A flycatcher stirs
Then pauses for a moment
A thought between thoughts.
…yeah, it’s prettier in the original Japanese.
Ahem, today we offer warm greetings to all our readers on a very cool Friday afternoon. After an idyllic period of summer-like heat, the storm clouds have scudded in to spoil the party: the rainy season is here and it looks like it means business.
Here’s what a quickly Googled weather forecast has to say:
Not long ago, the daily highs were scraping the 20 degrees Celsius mark. Not anymore, though. Today’s daytime highs were noticeably lower that what we were just getting used to. You can take all my remarks about t-shirts and shorts being acceptable attire and throw them in the bin, because as of now you’ll be wanting at least a long sleeve shirt and a jacket.

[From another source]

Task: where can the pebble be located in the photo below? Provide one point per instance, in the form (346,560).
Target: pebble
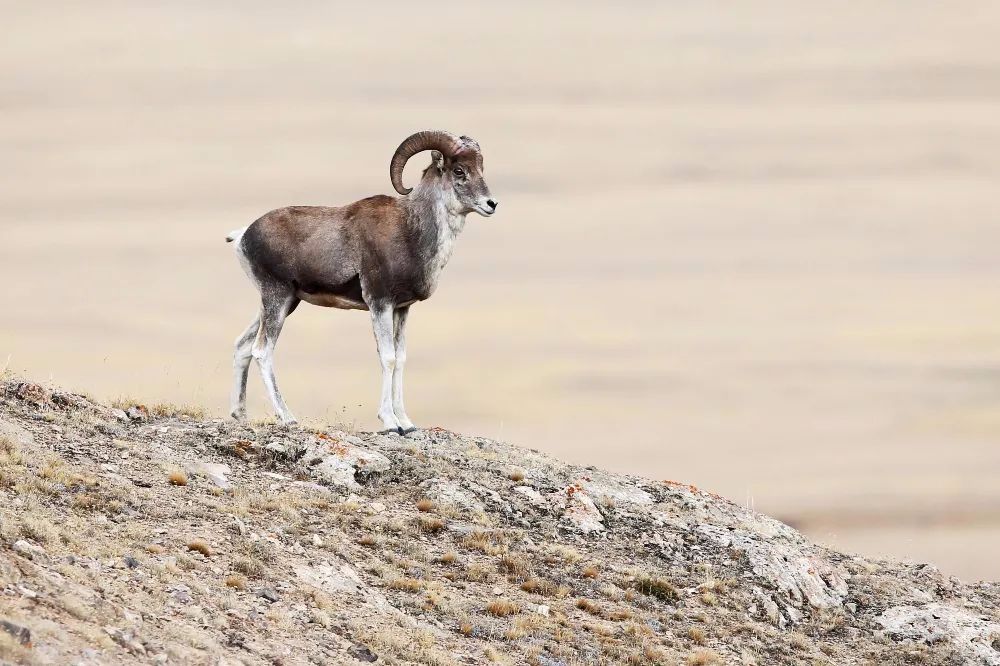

With the rainy season now upon us, it’s doubly important to check the weather forecasts before heading out for a visit. Your best option for staying dry is probably a “kappa”: a full body rain suit with both pants and jacket portion. Even if you don’t opt for sturdy rain attire, it’s always advisable to avoid cotton which gets heavy and lowers body heat when wet. Some visitors make do with umbrellas, but these are vulnerable to strong winds. I recently noticed budget-priced rain suits at Don Quixote outlets and while such items might appeal to thrifty travelers, they probably won’t be as sturdy or comfortable as their upmarket equivalents at shops specializing in outdoor goods.
As I’ve said before, it is absolutely possible to enjoy Kamikochi during the rainy season. To begin with some days aren’t rainy at all. At other times, mists swirling around Taisho Pond can create an otherwordly ambiance unknown on clear days (see this old post on the subject: http://www.kamikochi.org/advisory/mysterious-kamikochi ). That said, it’s always better to avoid heavy rainfall which can make paths harder to traverse and create safety issues for ill-prepared hikers.
If you’re looking for a silver lining to all these storm clouds, it is now possible to see two species of blossoming flowers similar to cherry blossoms in certain areas of the park:
Uwamizuzakura, with its distinctive brush-like petals can also be seen around the park.
Thanks as always to the bloggers at Five Sense, especially Momo and Ume who posted the entries containing info and images used in today’s blog.
And to all our readers, we wish you luck in braving the elements this month. Stay safe! Stay dry!